9/19/2008

Walkie Talkies

I think I got bit by something a couple of days ago. When at the apple orchard, I wanted to scratch my ankle and noticed a blushed spot on it and a zit looking thing. It really hurts, but has not really changed much. 

We went to an apple orchard in a college town about an hour away on Wednesday. I went with the friend who went with me to the pumpkin patch last year and the Girl broke her boy's arm. No arms were broken this time, thankfully. My friend has four kids (she is also the one I went to the Renwick Gallery with---Smithsonian) and does so well with them. I am always impressed. I about lose my top whenever the Oldest and I are in the same enclosed space, but it helped that we were out in the open picking apples with a huge pole with a net on it. Eraser Eater kept whining too. At one point he stomped away and whimpered something, I can't remember, and I almost took a huge apple and pelted him with it. If I could aim. If I could actually hit my target, which is never something I am so fortunate to accomplish. 

But the coolest thing EVER was that my friend just deals with the fact that I don't have a cell phone. I know. Aren't I just totally not with it? I feel like a baby boomer staring at an ipod whenever I put a cell phone in my hands. "Here," someone says to me, "just use my cell phone." 

Just use your cell phone? You are assuming I know how to use it? I don't know how to use squat. So---imagine my hearty laughter when my friend pulls out her walkie-talkies. "Here," she said without flinching, "we can use them up to five miles apart." Roger

During the hour drive I followed her van all the way to the orchard. I had the walkie talkie on my passenger's seat. We passed a winery. "We may need to stop there," the walkie-talkie croaked from the seat. 

I picked it up. "Why?" I said, while pushing the button I was supposed to push if I wanted to talk, feeling highly ridiculous.

"On the way back," it said back to me surrounded in distortion,"they would have to give us a lot of samples!"

The other day my friend was telling me that only white people wear New Balance shoes (which is my sneaker of choice for running) and it struck me suddenly when we drove by a New Balance store. I had never seen one before. I picked up the walkie-talkie to tell her that we just passed a white people store but the stupid contraption just kept beeping at me so I threw it away from me in horror, back on to the passenger's seat. I felt like a caveman struck by the fear of seeing fire for the first time. It is a flipping walkie-talkie. I picked it up. I threw it in the back seat. 

"Here," I shouted at the Oldest, playing his intendo, "you figure this thing out."

11 comments:

Jen - Queen of Poo said...

Honey, Sweetie, when you get angry you "blow your top" or you "lose your head". Losing your top has a whole other meaning. ;-)

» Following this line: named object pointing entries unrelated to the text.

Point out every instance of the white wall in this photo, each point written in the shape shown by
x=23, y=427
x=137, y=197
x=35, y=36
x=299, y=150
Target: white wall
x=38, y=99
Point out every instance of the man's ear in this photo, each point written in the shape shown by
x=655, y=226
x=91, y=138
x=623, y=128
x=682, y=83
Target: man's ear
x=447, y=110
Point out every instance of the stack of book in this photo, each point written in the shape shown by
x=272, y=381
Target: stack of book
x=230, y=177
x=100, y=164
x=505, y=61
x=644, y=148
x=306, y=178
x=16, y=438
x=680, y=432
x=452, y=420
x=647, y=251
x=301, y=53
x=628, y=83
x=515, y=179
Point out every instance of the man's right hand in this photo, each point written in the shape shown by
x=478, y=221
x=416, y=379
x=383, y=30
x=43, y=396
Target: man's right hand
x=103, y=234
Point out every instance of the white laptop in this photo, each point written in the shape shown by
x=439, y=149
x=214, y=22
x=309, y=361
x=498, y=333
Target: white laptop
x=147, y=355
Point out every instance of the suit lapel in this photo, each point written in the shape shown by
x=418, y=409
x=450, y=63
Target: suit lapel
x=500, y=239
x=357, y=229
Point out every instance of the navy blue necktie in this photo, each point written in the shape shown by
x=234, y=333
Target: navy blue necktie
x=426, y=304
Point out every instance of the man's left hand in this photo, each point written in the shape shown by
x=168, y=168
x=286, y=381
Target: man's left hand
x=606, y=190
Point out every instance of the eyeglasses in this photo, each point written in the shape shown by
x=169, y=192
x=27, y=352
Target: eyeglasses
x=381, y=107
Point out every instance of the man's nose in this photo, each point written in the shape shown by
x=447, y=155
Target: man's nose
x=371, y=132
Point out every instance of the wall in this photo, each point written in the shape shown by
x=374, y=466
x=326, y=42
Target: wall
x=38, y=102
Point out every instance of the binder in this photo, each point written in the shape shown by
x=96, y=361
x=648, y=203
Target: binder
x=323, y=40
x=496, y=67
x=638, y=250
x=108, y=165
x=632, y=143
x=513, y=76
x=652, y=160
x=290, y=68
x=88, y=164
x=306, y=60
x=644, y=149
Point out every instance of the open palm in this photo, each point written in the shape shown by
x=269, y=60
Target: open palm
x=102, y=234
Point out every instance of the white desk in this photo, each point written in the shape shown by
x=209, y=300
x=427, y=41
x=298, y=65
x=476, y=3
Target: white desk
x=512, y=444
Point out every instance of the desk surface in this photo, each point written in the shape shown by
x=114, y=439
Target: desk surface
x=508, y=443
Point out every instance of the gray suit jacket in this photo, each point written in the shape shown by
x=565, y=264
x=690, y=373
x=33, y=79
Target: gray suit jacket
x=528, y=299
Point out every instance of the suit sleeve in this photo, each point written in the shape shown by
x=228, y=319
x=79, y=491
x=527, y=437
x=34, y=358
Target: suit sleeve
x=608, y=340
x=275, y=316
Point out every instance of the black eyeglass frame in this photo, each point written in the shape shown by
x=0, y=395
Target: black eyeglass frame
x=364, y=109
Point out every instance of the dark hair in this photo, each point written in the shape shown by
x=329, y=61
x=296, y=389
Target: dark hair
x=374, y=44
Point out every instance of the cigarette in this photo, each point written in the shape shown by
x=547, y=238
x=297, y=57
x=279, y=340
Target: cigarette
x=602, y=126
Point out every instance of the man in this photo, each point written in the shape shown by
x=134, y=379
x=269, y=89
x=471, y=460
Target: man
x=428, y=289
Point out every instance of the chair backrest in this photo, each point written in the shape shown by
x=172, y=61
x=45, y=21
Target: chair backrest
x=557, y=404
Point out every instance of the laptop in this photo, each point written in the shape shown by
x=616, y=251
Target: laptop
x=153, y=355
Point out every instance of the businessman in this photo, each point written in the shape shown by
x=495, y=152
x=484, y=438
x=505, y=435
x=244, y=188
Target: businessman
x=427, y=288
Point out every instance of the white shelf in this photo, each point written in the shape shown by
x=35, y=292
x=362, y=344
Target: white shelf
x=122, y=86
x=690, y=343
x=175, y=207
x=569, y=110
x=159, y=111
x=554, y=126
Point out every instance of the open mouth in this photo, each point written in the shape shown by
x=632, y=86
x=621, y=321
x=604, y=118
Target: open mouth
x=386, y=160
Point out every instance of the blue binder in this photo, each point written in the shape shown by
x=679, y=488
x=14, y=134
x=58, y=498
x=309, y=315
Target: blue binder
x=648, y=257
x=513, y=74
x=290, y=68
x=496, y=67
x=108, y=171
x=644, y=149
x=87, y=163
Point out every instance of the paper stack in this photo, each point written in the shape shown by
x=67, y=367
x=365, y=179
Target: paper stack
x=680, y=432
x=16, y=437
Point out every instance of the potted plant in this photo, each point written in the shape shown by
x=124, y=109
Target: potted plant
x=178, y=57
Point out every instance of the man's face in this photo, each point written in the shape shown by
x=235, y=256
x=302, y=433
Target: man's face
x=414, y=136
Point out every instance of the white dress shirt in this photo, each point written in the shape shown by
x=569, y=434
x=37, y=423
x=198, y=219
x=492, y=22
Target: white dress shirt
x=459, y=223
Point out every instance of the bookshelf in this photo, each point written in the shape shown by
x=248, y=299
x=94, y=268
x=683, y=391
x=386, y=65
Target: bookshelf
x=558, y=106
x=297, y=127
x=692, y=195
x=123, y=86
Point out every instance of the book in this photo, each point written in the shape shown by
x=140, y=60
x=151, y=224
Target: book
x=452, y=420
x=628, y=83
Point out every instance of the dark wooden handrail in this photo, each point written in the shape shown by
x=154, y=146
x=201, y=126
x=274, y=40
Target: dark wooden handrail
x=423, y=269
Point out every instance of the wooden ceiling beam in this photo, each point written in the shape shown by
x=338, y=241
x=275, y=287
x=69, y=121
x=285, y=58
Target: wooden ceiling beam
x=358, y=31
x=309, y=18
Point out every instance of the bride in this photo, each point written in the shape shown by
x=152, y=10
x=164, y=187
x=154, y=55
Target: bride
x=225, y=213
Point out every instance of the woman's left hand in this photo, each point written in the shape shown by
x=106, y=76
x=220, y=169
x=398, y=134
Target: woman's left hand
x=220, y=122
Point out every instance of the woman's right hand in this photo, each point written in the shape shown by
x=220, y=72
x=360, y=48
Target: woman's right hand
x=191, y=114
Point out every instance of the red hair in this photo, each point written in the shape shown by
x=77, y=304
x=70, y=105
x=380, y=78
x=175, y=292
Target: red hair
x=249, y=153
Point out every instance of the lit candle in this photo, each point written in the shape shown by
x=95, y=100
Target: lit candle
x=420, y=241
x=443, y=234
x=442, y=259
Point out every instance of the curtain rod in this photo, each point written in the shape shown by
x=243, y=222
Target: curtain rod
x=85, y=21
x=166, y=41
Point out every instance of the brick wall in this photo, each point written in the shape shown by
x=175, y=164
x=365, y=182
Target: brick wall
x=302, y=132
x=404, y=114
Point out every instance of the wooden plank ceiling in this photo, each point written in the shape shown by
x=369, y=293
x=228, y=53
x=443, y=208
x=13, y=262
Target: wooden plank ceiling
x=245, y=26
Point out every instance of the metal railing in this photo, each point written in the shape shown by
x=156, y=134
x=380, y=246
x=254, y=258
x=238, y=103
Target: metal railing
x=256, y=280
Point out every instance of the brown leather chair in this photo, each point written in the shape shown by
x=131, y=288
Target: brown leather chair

Interesting picturing that happening in an apple orchard. lol

R said...

LOL!!! I always get idioms wrong, no matter what. The Professor laughed at me one time because I said something was "better than sliced pie".

Should I change It? Should I just leave it for effect?

Jen - Queen of Poo said...

You should TOTALLY leave it. It's part of what makes you so adorable.

Mrs. Sinta said...

My walking shoes are New Balance, and I love them. I would wear them with a dress if Abby would let me.

I hate technology.

Doozie said...

I purchased a pair of NB for 80 bones when I was walking. I still have them. And what I'm trying to say is that I am no longer walking. Instead, I am sitting on my rear end, and I am searching my itunes for the song : I wanna be a cowboy, and you can be my cowgirl......riding on a chuck wagon...following my man...his name is Ted, can you believe that?

ok


thats enough, tell me who sings that

Doozie said...

do NOTTTTTTTTTTTTTTTTttt
cheat and google it!!!


you oughta know this!!!

Whistle Britches said...

apple pelting: wrong!
funny but wrong!

R said...

I can't remember, Doozie. I would have to google it.

How about 99 Red Baboons.

Anonymous said...

There's a book for all you people who are afraid of technology. It's called Zen Computer. Actually, I just think it's for you. I haven't read it.

R said...

Thanks Alisa, but I am ok in my ignorance.

And Joe, really nice, but no thanks. It doesn't help, I am a lost cause, dude.

Anonymous said...

Jade & I took a trip up north and used walkie-talkie - it made the trip more fun! She thought her daughter had a dirty diaper but then realized we were just passing Lewiston! Dave was at home babysitting Midge for us - ha!